I was born in Yangon in 1991 and when I was seven I moved with my mother to Bago to live with my grandmother. My father was a civil servant and stayed in Yangon. After school I used to enjoy playing football with my brothers and cousins, but my mother wouldn’t let me until I had finished studying.
When I was nine I started attending classes at the British Council. This meant travelling to Yangon three evenings a week. I loved my classes. They were totally different from my classes at the government school, where all the learning was by rote. I remember the things I studied out of interest, like a book on physics from the British Council. I don’t remember learning anything at my government school.
The other main difference was that at my government school you were discriminated against according to your family background. That didn’t happen at the British Council. Even if I was wearing the poorest clothes I would still be praised if I did well.
At home we didn’t discuss politics. We were an ordinary family, we just lived our lives. We were told not to talk about political things. My mother used to worry that sending me to the British Council meant that my father might lose his job.
There were only two TV channels. One was from the military and the other from the government, which was the same thing. We used to watch Chinese soap operas with Myanmar subtitles. Later, when the government changed, we could borrow taped Hollywood movies like Titanic.
I remember going to a public library in Bago. Most of the books were locked away and the only ones that were available for children to read were torn and dirty. When I started at the British Council I began to read more English books. Myanmar books were expensive to buy.
I graduated from high school in 2007, the year after I had finished at the British Council. My grades from both schools were good and I went to study medicine at university because my parents wanted me to.
One day we went on a field trip to a rural area. It was the first time I’d seen real poverty. I got more and more fascinated in social factors. That’s when I knew what I wanted to do. I wanted to do something about the systems.
I graduated in 2014. I decided to study International Health in Germany and won an IELTS scholarship. It was hard in the beginning. I had never learnt anything to do with research before. I went on to take two modules in health financing and health workforce, the two main building blocks of the health system. I’m interested in the issues we face around the world, especially in developing countries.
My studies were in English but outside I would speak in German. I already knew a bit of German from classes at the University of Foreign Languages and the Goethe Institut. I had also learned a little French. Learning these languages opened my mind because I saw the world not just through an English lens. I began to understand the different ways people think.

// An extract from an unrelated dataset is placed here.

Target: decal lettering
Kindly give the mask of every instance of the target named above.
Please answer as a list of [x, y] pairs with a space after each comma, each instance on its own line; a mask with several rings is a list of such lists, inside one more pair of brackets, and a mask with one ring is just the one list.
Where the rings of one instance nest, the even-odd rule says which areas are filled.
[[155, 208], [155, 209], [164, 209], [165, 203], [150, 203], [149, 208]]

Before I left for Germany I’d never been on a plane before. Now I’ve travelled all over Europe. I love travelling. There’s one German word I love: ‘Fernweh’, which is the opposite of homesickness. I feel that all the time. The only thing close to travelling would be reading. But when you’re reading you don’t really see things for yourself. When you’re travelling you really learn from being in that environment, the social interactions on the way.
Now I’m doing an internship on Health Policy and Planning in the Karen Department of Health and Welfare in Mae Sot. After Mae Sot I will need another eight months of work experience to graduate. I really want exposure to other ethnic people in the country.
My vision to reform the healthcare system in Myanmar hasn’t changed since my undergraduate studies but my approach might be different. I’m still discovering my strengths. I also don’t know how to bring my studies abroad into the government system. If there is no mechanism for me to work inside the system then there will be other opportunities with NGOs and international agencies. I just want to work where I can make a difference.
If I could work as an advisor then that’s what I would ideally love to do. I honestly don’t understand the political power struggles that take place, not just in Myanmar but everywhere. I don’t understand how people love to hold onto power while ignoring the situation of people on the ground. But if there’s no leadership then I would do whatever needs to be done.
I think my parents are proud of me but my mum still wants me to do clinical work as a back up plan. But you can’t do clinical work as a back up plan, you have to devote yourself to it. I keep telling my mum that to improve public health you need to get to the root causes.
You can give a patient paracetamol but you can’t use it to treat poverty.